Sadie Smith looks up Franck on Facebook. His banner is a stock photo of a Lamborghini. He has 31 facebook friends, his hobbies include Nescafe, Burger King and a Facebook group called “I Love My Daughter.”
Smith concludes:
“Adulthood had sanded him into someone profoundly unremarkable.”
Perhaps this is Sadie Smith’s fear: the fear of becoming ordinary, as ordinary as the pseudonym she has chosen for herself.
It struck me that Smith herself was as amoral as Frank and has become the equivalent of an insurance salesman, selling herself for money. She seems to give no thought to the consequence of thwarting the efforts of this commune to ensure that the water resources of the countryside remain available to the people who actually farm it. She repeats that as soon as her job is done, she’s moving on.
Garner is impressed with some of the other random information sprinkled throughout the novel about social class, what clothing says about the wearer, the cinema, etc.. “She takes a floor level interest in humanity. Close observation of the sort never grows tedious.” I agree that there is close observation, but I found it extremely tedious because it wasn’t connected to the life of Sadie Smith. The ending underscores the fact that Smith is uninterested in humanity, the planet, ecology, Bruno, the commune or anybody else other than herself. Because she doesn’t care about anything, it’s hard to care about her.
So why is this novel on the short list for the Booker Prize this year? It strikes me that it’s the subject matter. It reminds me of “Birnam Wood,” by Eleanor Catton, an eco-thriller set on a New Zealand farm. That novel also dealt with a group of idealistic young people who planted vegetables in secret in public spaces to help feed the poor. They get involved with a man who is conducting an illegal mining operation on the land they’re farming, culminating in a dangerous confrontation with disastrous results.
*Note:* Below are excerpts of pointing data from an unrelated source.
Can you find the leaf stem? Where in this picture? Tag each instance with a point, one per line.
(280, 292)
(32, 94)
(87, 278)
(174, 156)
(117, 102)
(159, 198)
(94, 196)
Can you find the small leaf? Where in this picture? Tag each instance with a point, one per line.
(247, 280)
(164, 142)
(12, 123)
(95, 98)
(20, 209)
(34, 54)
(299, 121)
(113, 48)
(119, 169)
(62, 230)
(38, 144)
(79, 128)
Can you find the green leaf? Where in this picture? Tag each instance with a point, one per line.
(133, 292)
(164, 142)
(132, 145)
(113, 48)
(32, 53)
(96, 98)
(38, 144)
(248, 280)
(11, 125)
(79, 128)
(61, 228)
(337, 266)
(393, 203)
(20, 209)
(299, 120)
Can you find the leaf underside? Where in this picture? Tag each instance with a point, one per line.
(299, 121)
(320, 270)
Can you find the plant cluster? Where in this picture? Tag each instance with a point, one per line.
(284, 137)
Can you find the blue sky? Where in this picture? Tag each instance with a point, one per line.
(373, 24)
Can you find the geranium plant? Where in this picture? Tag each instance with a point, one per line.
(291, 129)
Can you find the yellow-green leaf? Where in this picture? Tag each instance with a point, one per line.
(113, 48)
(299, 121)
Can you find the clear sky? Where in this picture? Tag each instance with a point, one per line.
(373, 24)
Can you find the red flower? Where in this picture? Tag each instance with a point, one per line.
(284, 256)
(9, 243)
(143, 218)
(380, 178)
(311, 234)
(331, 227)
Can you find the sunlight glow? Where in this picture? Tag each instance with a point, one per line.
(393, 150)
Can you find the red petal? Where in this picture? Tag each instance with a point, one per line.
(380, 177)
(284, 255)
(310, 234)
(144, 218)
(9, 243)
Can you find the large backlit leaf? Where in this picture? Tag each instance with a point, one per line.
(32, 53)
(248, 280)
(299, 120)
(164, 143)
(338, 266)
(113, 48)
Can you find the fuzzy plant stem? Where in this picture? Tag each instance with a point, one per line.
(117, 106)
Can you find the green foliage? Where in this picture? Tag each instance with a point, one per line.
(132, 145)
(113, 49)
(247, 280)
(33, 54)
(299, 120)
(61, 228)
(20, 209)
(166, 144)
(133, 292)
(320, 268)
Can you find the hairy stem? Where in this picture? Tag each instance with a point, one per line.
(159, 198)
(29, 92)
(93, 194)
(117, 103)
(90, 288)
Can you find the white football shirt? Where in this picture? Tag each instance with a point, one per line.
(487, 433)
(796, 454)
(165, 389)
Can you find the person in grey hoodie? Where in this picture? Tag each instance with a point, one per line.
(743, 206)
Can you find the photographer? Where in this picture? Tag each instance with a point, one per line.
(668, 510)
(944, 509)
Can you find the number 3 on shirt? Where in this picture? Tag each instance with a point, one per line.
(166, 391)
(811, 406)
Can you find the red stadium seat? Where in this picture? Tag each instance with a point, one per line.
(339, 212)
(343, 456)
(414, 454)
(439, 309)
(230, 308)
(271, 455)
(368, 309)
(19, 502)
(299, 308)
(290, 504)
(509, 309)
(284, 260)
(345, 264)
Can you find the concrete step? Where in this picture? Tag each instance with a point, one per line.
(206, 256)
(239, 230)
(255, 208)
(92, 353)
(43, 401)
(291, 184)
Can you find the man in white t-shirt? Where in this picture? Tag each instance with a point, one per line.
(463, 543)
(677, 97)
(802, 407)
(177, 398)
Even though the protagonist gets too involved with the villain, we want to see her succeed. Their project may have a negligible effect on world hunger, but their motives are pure.
Rachel Kushner can be an elegant writer when she chooses to be. I found images and turns of phrase that were absolutely stunning, so stunning that I wrote them down. Here are some:
he sent the little silver ball up the rails and watched it make its way back toward him like a loyal pet before being shot back up to ricochet from bumper to slot.
the hills were scattered with bald areas, like the scalp of someone with an autoimmune condition
a valley of pure green, like you’re gazing at the landscape through a Heineken bottle
However, after about 40 pages, I put down my pen. Kushner seemed to discard her literary chops for the meandering story itself. It was as if she had said “well now you see that I can do this, so I really don’t need to keep it up. Just keep reading to see if I might surprise you again.” She didn’t.
Perhaps it’s the political climate right now, but Sadie Smith’s attitude of bravado resonated strongly with me as something that I see on the nightly news. I don’t like it any better there.
Let me know if you agree or disagree. A heart, letting me know you read this piece, is always appreciated!
You have convinced me not to spend time on this book, because I'm pretty sure I would end up agreeing with you and disagreeing with the Booker committee. I did use Kushner's debut novel, Telex from Cuba, in a class I once taught, and I think it helped students to imagine what Cuba was like before the Revolution, and the conditions that led to it. Funny, but sometimes an author's debut novel is better than a subsequent one . . .
I can cross this one off my “ must read” list. Thank you!